Founder of the Gray Panthers

In 1970, when Maggie Kuhn turned sixty-five, her employer forced her to retire from a job she loved. Kuhn could have gotten mad. Instead, she got busy, organizing what became known as the Gray Panthers to protest not only mandatory retirement policies but also American involvement in the Vietnam War. One of the few protest organizations of the Vietnam era to survive into the 1980s, the Gray Panthers, with Kuhn at the helm, served as a model of grassroots organization for such causes as national health care, job training, and housing for the homeless. The organization was also a model of inclusiveness: though many elderly people belong to the Gray Panthers, and though it lobbies on issues important to the elderly, its members range from college students to people like Kuhn, who remained active in the Gray Panthers until her death at eighty-nine.

The Making of an Activist

Kuhn's parents lived in Memphis, Tennessee, but moved to Buffalo, New York, so that their daughter would not grow up in a segregated society.
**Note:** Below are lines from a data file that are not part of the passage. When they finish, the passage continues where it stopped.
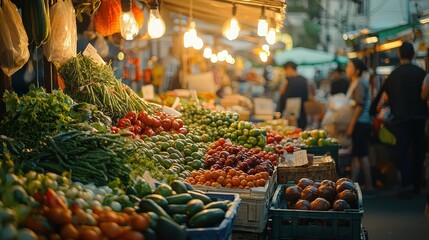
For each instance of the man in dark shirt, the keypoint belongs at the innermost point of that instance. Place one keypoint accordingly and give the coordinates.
(295, 87)
(339, 83)
(404, 90)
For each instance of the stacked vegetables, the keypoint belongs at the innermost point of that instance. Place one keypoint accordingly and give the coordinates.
(87, 81)
(38, 114)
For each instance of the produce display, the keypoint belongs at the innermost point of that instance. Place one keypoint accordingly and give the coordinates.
(322, 196)
(222, 124)
(179, 204)
(87, 81)
(142, 124)
(39, 114)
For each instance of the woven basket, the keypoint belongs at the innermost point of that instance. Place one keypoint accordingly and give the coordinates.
(316, 172)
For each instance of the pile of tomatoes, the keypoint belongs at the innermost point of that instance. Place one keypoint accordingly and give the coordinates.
(231, 178)
(142, 124)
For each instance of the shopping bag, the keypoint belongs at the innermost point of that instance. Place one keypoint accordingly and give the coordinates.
(62, 43)
(14, 51)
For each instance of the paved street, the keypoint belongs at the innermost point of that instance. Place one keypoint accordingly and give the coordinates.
(387, 217)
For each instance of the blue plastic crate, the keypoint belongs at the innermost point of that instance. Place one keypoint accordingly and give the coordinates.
(224, 230)
(300, 224)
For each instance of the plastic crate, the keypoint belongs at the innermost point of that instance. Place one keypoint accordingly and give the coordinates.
(224, 230)
(319, 171)
(239, 235)
(300, 224)
(332, 151)
(252, 215)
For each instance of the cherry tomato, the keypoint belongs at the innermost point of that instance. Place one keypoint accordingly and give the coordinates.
(114, 129)
(142, 115)
(156, 122)
(137, 129)
(177, 124)
(166, 124)
(131, 115)
(124, 123)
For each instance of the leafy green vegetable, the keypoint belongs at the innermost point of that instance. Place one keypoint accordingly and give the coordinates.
(87, 81)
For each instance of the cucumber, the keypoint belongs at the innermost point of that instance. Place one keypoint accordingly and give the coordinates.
(218, 204)
(167, 228)
(153, 219)
(180, 218)
(207, 218)
(176, 208)
(178, 186)
(148, 205)
(194, 206)
(158, 199)
(181, 198)
(202, 197)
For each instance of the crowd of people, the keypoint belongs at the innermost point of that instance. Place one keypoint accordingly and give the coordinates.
(405, 91)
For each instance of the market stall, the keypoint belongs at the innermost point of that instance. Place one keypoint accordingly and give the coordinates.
(87, 157)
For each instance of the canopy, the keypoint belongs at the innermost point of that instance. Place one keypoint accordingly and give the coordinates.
(304, 56)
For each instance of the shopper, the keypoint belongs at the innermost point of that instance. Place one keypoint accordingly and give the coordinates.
(296, 86)
(405, 97)
(339, 84)
(359, 128)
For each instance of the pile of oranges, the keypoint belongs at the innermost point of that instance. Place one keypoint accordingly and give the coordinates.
(232, 178)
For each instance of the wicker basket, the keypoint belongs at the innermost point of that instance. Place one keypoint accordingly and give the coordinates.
(316, 172)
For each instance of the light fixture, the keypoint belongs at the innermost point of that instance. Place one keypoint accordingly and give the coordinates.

Besides being influenced by her parents, Kuhn was also influenced as a child by an aunt who was a suffragist at the turn of the century. Kuhn attended college in Cleveland at Case Western Reserve University, where she helped to form a college chapter of the League of Women Voters. She then worked for the Young Women's Christian Association and for the Presbyterian Church, where she helped to promote social change, especially concerning women's roles. Ironically, she was required to give up her job of twenty-five years because of a form of discrimination the church had not addressed—age discrimination.

The Gray Panthers

For the next twenty-five years Kuhn devoted her energies to battling mandatory retirement laws and other forms of injustice through the Gray Panthers, which grew from six members in 1970 to forty thousand by the time of her death. During the 1980s she spoke out against the Reagan administration's efforts to cut back on Social Security and in favor of a national health-care plan similar to that in Canada. Like the American Association of Retired Persons (AARP), Kuhn and the Gray Panthers were powerful advocates for the elderly (she disliked the term senior citizens, stressing that there was nothing shameful about growing old). Unlike the AARP, however, the Gray Panthers included members of all ages and did not limit their activities to lobbying for matters of concern to the elderly. Kuhn was thus very much a part of her time in the 1980s and a reminder of an earlier era of political activism.